Usefulness of results - How useful will the result be for your use case? Will you get better
     performing queries? Do you need “always current” data? Will your own Wikidata server
     be compatible with the original one? Will the infrastructure be more reliable than the
     public endpoints?

Consistency How to keep your copy in sync with Wikidata? Integration of the wikidata update
     stream7 into the knowledge graph and how to handle update interrupts?

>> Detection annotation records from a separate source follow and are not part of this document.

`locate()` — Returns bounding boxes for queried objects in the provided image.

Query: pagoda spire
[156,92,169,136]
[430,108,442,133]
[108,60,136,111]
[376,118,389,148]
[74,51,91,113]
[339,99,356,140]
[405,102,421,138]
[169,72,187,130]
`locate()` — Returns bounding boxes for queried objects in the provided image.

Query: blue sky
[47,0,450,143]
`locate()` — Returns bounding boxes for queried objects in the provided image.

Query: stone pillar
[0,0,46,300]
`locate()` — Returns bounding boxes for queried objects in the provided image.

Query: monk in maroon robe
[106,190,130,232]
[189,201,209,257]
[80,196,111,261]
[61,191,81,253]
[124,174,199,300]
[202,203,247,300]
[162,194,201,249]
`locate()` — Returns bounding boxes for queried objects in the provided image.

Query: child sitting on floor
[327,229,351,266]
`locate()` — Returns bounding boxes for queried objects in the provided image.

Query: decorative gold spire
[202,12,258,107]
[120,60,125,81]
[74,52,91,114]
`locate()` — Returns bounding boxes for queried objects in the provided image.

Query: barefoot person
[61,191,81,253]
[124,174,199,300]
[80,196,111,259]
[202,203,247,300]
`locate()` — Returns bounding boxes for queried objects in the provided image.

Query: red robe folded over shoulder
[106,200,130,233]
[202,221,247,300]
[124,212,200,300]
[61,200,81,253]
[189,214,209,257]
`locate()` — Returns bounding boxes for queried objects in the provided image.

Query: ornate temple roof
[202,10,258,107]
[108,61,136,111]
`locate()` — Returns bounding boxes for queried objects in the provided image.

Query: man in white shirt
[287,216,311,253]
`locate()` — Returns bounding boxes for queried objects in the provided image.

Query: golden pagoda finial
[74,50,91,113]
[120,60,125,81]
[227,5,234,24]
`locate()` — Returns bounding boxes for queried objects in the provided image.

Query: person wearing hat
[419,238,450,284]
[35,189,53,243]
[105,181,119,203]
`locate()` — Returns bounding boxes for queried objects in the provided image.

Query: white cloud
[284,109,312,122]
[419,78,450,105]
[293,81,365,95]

Possibility of
     publishing updates from the copy to Wikidata.


2. Materials and Methods
2.1. Wikidata copy bulk import procedure
Höfler’s [8] StackExchange question and Malyshev’s [9] "getting started" guide were the basis
of our first attempt to get and host a complete copy of Wikidata in January 2018. The motivation
was to run Apache Gremlin8 queries on Wikidata. 9
   Table 2 shows the different triple stores we considered for testing the import and setup
procedure.

General steps for getting a complete Wikidata copy

    • Procure the hardware and software for the indexing and hosting environment (which
      might be two different computers)
    • Download the current Wikidata dump
    • Install the triple store software
    • Configure the triple store
    • Optionally preprocess the triples
    • Run the bulk import / indexing procedure
    • Optionally copy the results from the indexing machine to a target machine
    • Start the server
    • Optionally start a separate GUI webserver




    7
       https://www.wikidata.org/wiki/Wikidata:Data_access#Recent_Changes_stream
    8
       https://github.com/blazegraph/tinkerpop3
     9
       Unfortunately we never got this working since we couldn’t connect the Blazegraph endpoint to the gremlin
infrastructure.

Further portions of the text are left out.